Do-It-Yourself Stovepipe Predator Baffle

Materials:

  • Aluminum electrical conduit, ½-inch diameter, 5-foot length
  • Iron rebar, ½-inch diameter, 5-foot length
  • One hanger iron (two 7-inch strips attached with two machine screws and nuts
  • Duct tape
  • One ½-inch conduit connector with two screws
  • Galvanized stovepipe, 6-inch diameter, 34-inch length, with 6-inch steel cap
  • Knockout punch for ½-inch hole
  • Two strapping brackets with four exterior screws to mount nest box

Instructions:

If you must buy conduit and rebar in 10-foot length, cut them in half with a hacksaw or ask the hardware store to cut it, and consider making two baffles!

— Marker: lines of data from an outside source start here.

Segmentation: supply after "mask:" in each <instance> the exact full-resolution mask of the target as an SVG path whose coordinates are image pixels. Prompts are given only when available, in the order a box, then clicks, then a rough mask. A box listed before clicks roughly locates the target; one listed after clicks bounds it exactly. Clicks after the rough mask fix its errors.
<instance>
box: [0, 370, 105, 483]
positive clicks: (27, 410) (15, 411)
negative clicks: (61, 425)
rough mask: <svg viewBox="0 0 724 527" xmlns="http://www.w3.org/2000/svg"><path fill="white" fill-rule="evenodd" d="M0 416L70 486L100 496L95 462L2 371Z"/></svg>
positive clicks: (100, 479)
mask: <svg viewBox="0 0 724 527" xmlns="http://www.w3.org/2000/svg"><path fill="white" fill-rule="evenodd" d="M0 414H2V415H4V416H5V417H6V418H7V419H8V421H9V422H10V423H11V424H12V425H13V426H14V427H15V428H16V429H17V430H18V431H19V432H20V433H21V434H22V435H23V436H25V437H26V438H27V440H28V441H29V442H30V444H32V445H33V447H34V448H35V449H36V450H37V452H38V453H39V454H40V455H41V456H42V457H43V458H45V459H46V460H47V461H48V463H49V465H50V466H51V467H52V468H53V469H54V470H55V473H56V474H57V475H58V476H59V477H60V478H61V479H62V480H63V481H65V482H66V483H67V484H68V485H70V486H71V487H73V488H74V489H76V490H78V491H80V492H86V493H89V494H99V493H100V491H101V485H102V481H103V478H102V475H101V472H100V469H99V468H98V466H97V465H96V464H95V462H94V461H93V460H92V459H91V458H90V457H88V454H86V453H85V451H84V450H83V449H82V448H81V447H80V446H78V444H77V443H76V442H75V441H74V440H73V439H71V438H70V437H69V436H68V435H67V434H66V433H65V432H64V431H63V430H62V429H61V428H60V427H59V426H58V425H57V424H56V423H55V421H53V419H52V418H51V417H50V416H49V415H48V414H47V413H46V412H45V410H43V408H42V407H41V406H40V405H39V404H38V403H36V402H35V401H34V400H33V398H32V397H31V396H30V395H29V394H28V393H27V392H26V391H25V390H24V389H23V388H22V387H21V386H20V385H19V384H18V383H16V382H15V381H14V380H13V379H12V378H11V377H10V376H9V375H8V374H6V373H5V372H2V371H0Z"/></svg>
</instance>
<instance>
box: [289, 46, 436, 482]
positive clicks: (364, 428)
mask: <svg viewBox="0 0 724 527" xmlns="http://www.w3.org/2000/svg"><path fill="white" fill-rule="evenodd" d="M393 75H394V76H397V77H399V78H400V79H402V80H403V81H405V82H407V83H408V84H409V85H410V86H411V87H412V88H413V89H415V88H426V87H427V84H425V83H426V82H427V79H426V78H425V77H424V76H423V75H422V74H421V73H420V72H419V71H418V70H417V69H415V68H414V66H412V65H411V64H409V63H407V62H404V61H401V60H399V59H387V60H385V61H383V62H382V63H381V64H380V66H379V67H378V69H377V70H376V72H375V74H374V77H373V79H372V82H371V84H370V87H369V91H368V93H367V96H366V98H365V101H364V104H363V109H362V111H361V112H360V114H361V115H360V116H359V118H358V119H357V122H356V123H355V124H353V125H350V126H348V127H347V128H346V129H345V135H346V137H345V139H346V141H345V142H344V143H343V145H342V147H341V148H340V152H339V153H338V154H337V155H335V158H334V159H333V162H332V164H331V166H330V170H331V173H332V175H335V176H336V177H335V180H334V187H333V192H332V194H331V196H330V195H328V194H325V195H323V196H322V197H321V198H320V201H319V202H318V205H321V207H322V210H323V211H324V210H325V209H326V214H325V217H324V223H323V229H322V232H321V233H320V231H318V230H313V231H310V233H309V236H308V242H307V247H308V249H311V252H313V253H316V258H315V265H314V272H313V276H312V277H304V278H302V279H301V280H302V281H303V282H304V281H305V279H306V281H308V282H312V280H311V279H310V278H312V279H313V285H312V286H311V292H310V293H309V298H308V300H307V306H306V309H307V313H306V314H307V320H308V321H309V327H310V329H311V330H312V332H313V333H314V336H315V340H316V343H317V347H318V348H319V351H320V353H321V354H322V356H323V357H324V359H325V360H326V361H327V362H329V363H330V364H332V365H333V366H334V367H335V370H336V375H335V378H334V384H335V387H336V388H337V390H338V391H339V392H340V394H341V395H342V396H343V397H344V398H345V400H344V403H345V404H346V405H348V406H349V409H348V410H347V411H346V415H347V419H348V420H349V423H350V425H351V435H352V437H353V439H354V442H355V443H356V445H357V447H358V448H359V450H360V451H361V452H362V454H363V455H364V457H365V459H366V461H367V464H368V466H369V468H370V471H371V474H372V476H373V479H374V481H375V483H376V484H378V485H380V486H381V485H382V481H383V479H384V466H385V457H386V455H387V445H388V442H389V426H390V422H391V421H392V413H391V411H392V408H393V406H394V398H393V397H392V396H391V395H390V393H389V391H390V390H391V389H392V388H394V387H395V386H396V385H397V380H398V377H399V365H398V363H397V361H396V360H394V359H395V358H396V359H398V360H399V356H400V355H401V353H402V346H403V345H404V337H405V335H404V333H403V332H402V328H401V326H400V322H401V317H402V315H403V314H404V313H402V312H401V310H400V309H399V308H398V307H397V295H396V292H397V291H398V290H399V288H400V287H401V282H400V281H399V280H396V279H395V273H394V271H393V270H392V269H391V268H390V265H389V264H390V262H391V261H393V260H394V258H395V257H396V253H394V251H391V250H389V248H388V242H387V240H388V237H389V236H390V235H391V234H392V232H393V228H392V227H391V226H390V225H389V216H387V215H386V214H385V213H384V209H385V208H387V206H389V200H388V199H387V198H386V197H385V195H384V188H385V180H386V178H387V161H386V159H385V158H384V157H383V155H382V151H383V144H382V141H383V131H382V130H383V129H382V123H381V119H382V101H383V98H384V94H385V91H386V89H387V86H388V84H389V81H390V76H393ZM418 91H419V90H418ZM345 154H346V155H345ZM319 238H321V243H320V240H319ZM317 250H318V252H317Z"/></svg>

Drive the rebar halfway into the ground (2½ feet). Drop one conduit connector over the top of the rebar. Tighten the lower screw against the rebar so that the connector is a few inches above the ground. Slip the conduit onto over the rebar, and fasten it to the rebar with the upper screw of the connector. Make sure both screws are tight. This prevents the conduit—and nest box—from swiveling.

Use the knockout punch to make a hole in the center of the stovepipe cap. Bend and crimp the stovepipe into a cylinder. Fit the cap into the knurled end of the stovepipe.

Determine where on the conduit the nest box will be mounted, and a few inches below that, wrap a few layers of duct tape around the conduit. This will help the hanger iron stay in place. Affix the hanger iron tightly onto the duct tape with screws and nuts. Spread the four arms of the hanger iron into an X shape for better support of the baffle.

Slip the baffle onto the conduit onto the support hardware. A bit of wobble will discourage predators! Mount the nest box using strapping brackets.

1 thought on “Do-It-Yourself Stovepipe Predator Baffle”

  1. A cheap and easy alternative is to get a 4 inch diameter piece of PVC pipe (they come in 10 foot lengths at home depot). Also get some end caps. The pipe costs about $10 and the caps cost about $2 each. Cut the pipe into 2 foot lengths, put on an end cap. Drill a hole in the end cap just a tad larger than the pipe the house is mounted on. You can make 5 guards from once piece of pipe. Cost about $4 each. In addition to larger predators, if the hole in the cap is just about the size of the pipe it slips over, these are about 100% mouse proof (which can be VERY important) and will stop all but the very largest snakes.